In Tutorial 1, you used LangChain to chat with AI. But LangChain can do much more!

### 🔧 Think of LangChain as a "Toolkit" for AI:
- **Document Loaders**: Read PDF, Word, text files
- **Text Splitters**: Break long documents into chunks
- **Prompts**: Create better instructions for AI
- **Chains**: Connect multiple AI steps together
- **Memory**: Help AI remember previous conversations

### 🌟 Real-World Example:
Instead of just asking "What's 2+2?", you can:
1. Load a 50-page research paper
2. Ask "What are the main findings in this paper?"
3. Get intelligent answers based on the actual content

## 📚 Step 1: Setup and Imports

Let's import the LangChain tools we'll need for working with documents.

In [None]:
# Import the tools we need
import sys
sys.path.append('..')  # This lets us use our project files

# LangChain tools for working with documents
from langchain_ollama import ChatOllama
from langchain_community.document_loaders import PyPDFLoader, TextLoader
from langchain.text_splitter import RecursiveCharacterTextSplitter
from langchain_core.prompts import ChatPromptTemplate
from langchain_core.output_parsers import StrOutputParser

print("📚 LangChain document tools imported!")
print("🔧 Ready to work with PDF files and text documents")

## 📄 Step 2: Loading Your First Document

Let's learn how to load a PDF file. We'll use the example paper that comes with this project.

In [None]:
# Load a PDF file
print("📄 Loading a PDF document...")

# Path to our example paper
pdf_path = "../examples/d4sc03921a.pdf"

# Create a PDF loader
pdf_loader = PyPDFLoader(pdf_path)

# Load the document
print("⏳ Reading PDF... (this might take a few seconds)")
documents = pdf_loader.load()

print(f"✅ PDF loaded successfully!")
print(f"📊 Number of pages: {len(documents)}")
print(f"📝 First page has {len(documents[0].page_content)} characters")

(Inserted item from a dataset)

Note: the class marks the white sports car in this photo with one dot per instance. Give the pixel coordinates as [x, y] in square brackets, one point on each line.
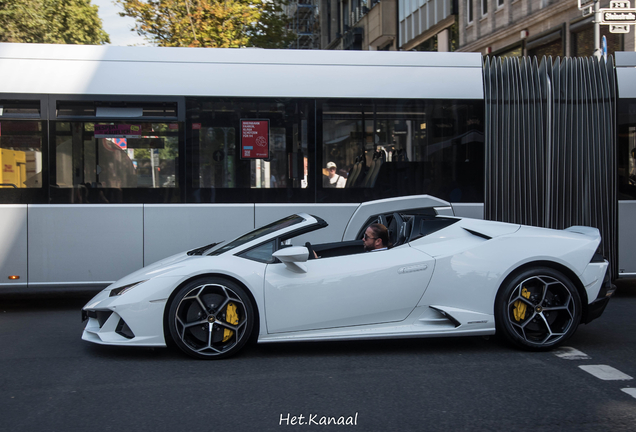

# Let's see what the first page looks like
print("\n📖 First 200 characters of the paper:")
print(documents[0].page_content[:200] + "...")

## ✂️ Step 3: Breaking Documents into Chunks

AI models can only read a limited amount of text at once. So we need to break long documents into smaller "chunks".

### 🧩 Why Split Documents?
- **AI Limitation**: Can only process ~4000 words at once
- **Better Answers**: Smaller chunks = more focused responses
- **Efficiency**: Only use relevant parts of the document

In [None]:
# Create a text splitter
print("✂️ Breaking document into smaller chunks...")

# This tool splits text intelligently
text_splitter = RecursiveCharacterTextSplitter(
    chunk_size=1000,        # Each chunk is about 1000 characters
    chunk_overlap=200,      # 200 characters overlap between chunks
    length_function=len     # How to measure length
)

# Split our PDF into chunks
chunks = text_splitter.split_documents(documents)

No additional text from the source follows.